Dataiku visual Recipe Parallel
I am using Dataiku 12.5.2. How can I enable parallel processing when using a Sync recipe for the following cases:
- Filesystem Dataset to Filesystem Dataset
- JDBC Dataset to JDBC Dataset
- Or between Filesystem Dataset and JDBC Dataset?
Are the only available options duplicating the flow, partitioning the data, or using code recipes?
Operating system used: centos
Answers
-
Turribeach Dataiku DSS Core Designer, Neuron, Dataiku DSS Adv Designer, Registered, Neuron 2023 Posts: 2,090 Neuron
Those are indeed your options but you are looking at this from the wrong angle I think. Neither JDBC nor File System Datasets support parallel processing natively. Note that partitioning in Dataiku is not really aimed at better performance but at enabling you to process specific data partitions at a time without having to reprocess all data. There are lots of caveats around using partitions in Dataiku.
So you should be looking at moving to technologies that support parallel processing natively like Databricks, Spark or Kubernetes.
-
SangHoon Dataiku DSS Core Designer, Dataiku DSS ML Practitioner, Dataiku DSS Adv Designer, Registered Posts: 15 ✭✭✭
Thank you so much for the perfect answer
-
WoW Dataiku DSS Core Designer, Dataiku DSS ML Practitioner, Dataiku DSS Adv Designer, Registered Posts: 4 ✭✭✭
Hello,
I also have a similar question.
When using a visual recipe, it seems that you can set the prepare recipe to Thread and Parallelism, but for other recipes, Thread settings are not available.

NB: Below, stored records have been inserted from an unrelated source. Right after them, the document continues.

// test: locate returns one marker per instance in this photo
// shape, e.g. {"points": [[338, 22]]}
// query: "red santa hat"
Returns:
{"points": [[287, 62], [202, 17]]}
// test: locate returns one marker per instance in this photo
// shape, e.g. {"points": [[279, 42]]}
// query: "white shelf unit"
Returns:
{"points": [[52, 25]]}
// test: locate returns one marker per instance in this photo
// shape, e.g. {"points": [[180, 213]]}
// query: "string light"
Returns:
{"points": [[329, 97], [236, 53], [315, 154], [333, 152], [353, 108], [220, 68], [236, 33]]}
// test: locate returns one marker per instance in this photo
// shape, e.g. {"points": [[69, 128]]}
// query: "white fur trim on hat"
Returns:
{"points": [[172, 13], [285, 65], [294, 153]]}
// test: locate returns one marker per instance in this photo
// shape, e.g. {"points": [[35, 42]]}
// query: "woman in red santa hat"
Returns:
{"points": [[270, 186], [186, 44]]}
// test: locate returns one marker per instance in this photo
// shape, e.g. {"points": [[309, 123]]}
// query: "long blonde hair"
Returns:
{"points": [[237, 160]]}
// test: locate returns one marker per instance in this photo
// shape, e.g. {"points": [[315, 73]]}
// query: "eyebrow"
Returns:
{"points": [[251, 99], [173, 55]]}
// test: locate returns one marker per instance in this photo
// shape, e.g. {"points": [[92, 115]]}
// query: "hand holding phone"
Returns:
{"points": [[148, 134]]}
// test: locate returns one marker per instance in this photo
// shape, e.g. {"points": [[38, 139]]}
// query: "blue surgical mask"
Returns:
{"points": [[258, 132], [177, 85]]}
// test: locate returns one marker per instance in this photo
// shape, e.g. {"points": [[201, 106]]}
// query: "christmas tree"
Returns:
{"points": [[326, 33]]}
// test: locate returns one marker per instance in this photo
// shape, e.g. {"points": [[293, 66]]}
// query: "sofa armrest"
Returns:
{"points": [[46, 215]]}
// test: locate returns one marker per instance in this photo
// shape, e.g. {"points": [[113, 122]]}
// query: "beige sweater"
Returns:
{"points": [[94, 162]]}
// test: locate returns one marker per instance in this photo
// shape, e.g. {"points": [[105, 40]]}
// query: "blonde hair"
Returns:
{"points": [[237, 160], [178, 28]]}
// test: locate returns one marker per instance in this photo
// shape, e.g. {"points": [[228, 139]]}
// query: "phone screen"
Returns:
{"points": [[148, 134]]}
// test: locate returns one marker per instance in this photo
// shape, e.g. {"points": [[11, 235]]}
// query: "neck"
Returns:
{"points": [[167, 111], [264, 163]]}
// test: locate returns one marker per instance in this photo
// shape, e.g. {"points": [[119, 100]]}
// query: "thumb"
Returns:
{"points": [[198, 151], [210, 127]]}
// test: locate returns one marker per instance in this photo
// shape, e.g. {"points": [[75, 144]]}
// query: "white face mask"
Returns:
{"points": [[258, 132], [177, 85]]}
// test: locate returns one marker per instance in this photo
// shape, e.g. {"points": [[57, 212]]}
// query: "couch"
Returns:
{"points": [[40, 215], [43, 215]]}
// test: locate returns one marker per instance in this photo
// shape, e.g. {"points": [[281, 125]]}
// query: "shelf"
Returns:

Additionally, it seems that the setting isn't being applied, so I'd like to know how to apply it.
Thank you.
-
Turribeach Dataiku DSS Core Designer, Neuron, Dataiku DSS Adv Designer, Registered, Neuron 2023 Posts: 2,090 Neuron
As per the documentation "DSS creates an activity per dataset per partition" so the setting you refer to only get used on partitioned datasets. Non-partitioned datasets don't run concurrent activities which is the whole point of this post.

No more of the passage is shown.